When the Virginia legislature redrew congressional voting districts following the 2010 census, it increased the number of minority voters in District 3, its only majority-minority district. A federal district court twice concluded that Virginia’s plan amounted to an unconstitutional gerrymander.

Neither time did Virginia appeal but members of Congress intervened claiming that rejecting Virginia’s redistricting plan harmed their re-election prospects.

Courts only decide cases where the party (or intervenor) has been “injured in fact” and therefore has “standing.”

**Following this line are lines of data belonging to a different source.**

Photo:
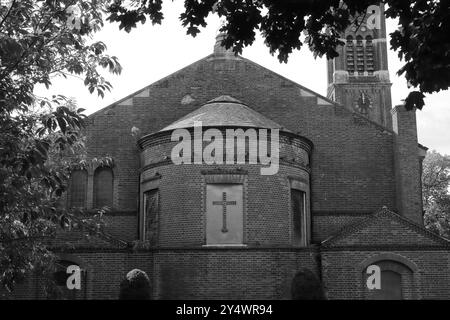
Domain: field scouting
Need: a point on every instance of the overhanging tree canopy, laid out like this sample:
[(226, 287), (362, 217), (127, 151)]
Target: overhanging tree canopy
[(421, 40)]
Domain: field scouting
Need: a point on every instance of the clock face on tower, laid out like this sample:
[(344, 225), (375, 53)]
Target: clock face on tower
[(363, 103)]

The court, in an opinion written by Justice Stephen Breyer, concluded that none of the three intervenors in this case have standing. Representative J. Randy Forbes (R) told the court in a letter after oral argument that he, practically speaking, would not be affected by the court’s decision as he would continue to run in District 2 rather than District 4, where he is currently serving, regardless.

According to the court, “Representatives Rob Wittman and Dave Brat claim that unless [Virginia’s redistricting] plan is reinstated, their districts will be flooded with Democratic voters and their chances of re-election will accordingly be reduced. But we have examined the briefs, looking for any evidence that an alternative to [Virginia’s redistricting] plan . . . will reduce the relevant intervenors’ chances of reelection, and have found none. The briefs focus on Congressional District 3 and Congressional District 4, districts with which Representatives Wittman and Brat are not associated.”

Lisa Soronen is the executive director of the State and Local Legal Center and writes frequently for the NCSL blog about the U.S. Supreme Court.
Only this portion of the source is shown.